Check out the project documentation: https://paulhuggett-icubaby.readthedocs.io/en

icubaby uses four different types to express the different Unicode encodings that it supports:

Type Meaning
std::byte Encoding and byte-order is determined by the stream byte order mark
icubaby::char8 UTF-8. icubaby::char8 is defined as char8_t when the native type is available and char otherwise
char16_t UTF-16 host-native endian
char32_t UTF-32 host-native endian

There are three ways to use the icubaby library depending on your needs:

  1. C++ 20 range adaptor
  2. Output Iterator interface
  3. Converting one code-unit at a time

1. C++ 20 Range Adaptor

C++ 20 introduced the ranges library for composable and less error-prone interaction with iterators and containers. In icubaby, we can transform a range of input values from one Unicode encoding to another using a single range adaptor:

auto const in = std::array{char32_t{0x1F600}};
auto r = in | icubaby::views::transcode<char32_t, char16_t>;
std::vector<char16_t> out;
std::ranges::copy(r, std::back_inserter(out));

This code converts a single Unicode code-point 😀 (U+1F600 GRINNING FACE) from UTF-32 to UTF-16 and will copy two UTF-16 code-units (0xD83D and 0xDE00) into the out vector.

auto const in = std::array{std::byte{0xFE}, std::byte{0xFF}, std::byte{0x00},
                           std::byte{'A'},  std::byte{0x00}, std::byte{'b'}};
auto r = in | icubaby::views::transcode<std::byte, icubaby::char8>;
std::vector<icubaby::char8> out;
std::ranges::copy(r, std::back_inserter(out));

This snippet converts “Ab” (U+0041 LATIN CAPITAL LETTER A), (U+0042 LATIN SMALL LETTER B) from big-endian UTF-16 to UTF-8.

See the C++20 Range Adaptor documentation for more details.

2. The Output Iterator Interface

auto const in = std::vector{char8_t{0xF0}, char8_t{0x9F}, char8_t{0x98}, char8_t{0x80}};
std::vector<char16_t> out;
icubaby::t8_16 t;
auto it = icubaby::iterator{&t, std::back_inserter (out)};
for (auto cu: in) {
  *(it++) = cu;
}
it = t.end_cp (it);

The icubaby::iterator<> class offers a familiar output iterator for using a transcoder. Each code unit from the input encoding is written to the iterator and this writes the output encoding to a second iterator. This enables use to use standard algorithms such as std::copy with the library.
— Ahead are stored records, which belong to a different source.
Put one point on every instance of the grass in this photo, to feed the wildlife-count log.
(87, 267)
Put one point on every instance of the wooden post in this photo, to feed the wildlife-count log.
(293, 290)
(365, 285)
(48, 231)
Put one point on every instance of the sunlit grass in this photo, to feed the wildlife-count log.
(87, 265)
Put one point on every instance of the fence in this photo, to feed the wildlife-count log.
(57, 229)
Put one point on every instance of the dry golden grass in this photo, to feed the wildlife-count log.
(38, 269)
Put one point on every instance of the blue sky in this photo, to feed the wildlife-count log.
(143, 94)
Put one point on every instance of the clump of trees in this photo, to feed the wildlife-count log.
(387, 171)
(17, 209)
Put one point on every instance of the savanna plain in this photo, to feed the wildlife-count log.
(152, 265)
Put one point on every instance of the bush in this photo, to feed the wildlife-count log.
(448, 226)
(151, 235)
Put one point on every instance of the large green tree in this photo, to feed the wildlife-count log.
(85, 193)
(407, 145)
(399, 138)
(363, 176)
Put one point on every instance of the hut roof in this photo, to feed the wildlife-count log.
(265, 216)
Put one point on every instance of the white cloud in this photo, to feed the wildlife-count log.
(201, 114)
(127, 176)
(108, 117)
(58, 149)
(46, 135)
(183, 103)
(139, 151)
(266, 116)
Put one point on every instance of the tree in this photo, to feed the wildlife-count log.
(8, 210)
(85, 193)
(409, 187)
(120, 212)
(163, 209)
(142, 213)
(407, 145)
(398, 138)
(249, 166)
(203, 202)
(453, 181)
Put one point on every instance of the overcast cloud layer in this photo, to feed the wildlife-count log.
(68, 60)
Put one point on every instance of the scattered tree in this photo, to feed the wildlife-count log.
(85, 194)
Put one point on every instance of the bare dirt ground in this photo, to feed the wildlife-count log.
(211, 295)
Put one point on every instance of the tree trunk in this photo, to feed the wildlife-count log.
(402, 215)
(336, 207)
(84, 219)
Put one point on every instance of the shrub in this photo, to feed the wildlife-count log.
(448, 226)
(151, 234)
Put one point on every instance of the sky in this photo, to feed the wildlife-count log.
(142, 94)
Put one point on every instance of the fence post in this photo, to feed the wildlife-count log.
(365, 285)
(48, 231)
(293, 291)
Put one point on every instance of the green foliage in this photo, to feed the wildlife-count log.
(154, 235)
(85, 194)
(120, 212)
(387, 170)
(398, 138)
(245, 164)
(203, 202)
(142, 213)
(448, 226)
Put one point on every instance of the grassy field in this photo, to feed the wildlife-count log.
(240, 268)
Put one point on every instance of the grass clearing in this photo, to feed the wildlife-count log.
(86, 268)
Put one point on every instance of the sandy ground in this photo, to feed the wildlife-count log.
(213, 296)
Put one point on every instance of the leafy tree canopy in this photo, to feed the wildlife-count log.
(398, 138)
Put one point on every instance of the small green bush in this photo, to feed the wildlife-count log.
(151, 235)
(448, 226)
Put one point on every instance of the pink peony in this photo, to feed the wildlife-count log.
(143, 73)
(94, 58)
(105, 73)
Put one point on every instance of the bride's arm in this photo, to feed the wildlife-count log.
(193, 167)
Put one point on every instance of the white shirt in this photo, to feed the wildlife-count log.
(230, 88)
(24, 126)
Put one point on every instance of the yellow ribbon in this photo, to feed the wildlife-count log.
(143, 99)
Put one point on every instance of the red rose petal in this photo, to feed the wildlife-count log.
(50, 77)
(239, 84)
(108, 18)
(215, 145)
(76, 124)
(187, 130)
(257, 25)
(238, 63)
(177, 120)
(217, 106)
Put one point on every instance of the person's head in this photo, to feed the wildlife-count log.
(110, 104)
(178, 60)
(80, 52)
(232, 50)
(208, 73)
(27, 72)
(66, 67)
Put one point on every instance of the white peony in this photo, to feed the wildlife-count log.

3. Converting One Code-Unit at a Time

Let’s try converting a single Unicode emoji character 😀 (U+1F600 GRINNING FACE) expressed as four UTF-8 code units (0xF0, 0x9F, 0x98, 0x80) to UTF-16 (where it is the surrogate pair 0xD83D, 0xDE00).

std::vector<char16_t> out;
auto it = std::back_inserter (out);
icubaby::t8_16 t;
for (auto cu: {0xF0, 0x9F, 0x98, 0x80}) {
  it = t (cu, it);
}
it = t.end_cp (it);

The out vector will contain a two UTF-16 code units 0xD83D and 0xDE00. See the explicit conversion documentation for more details.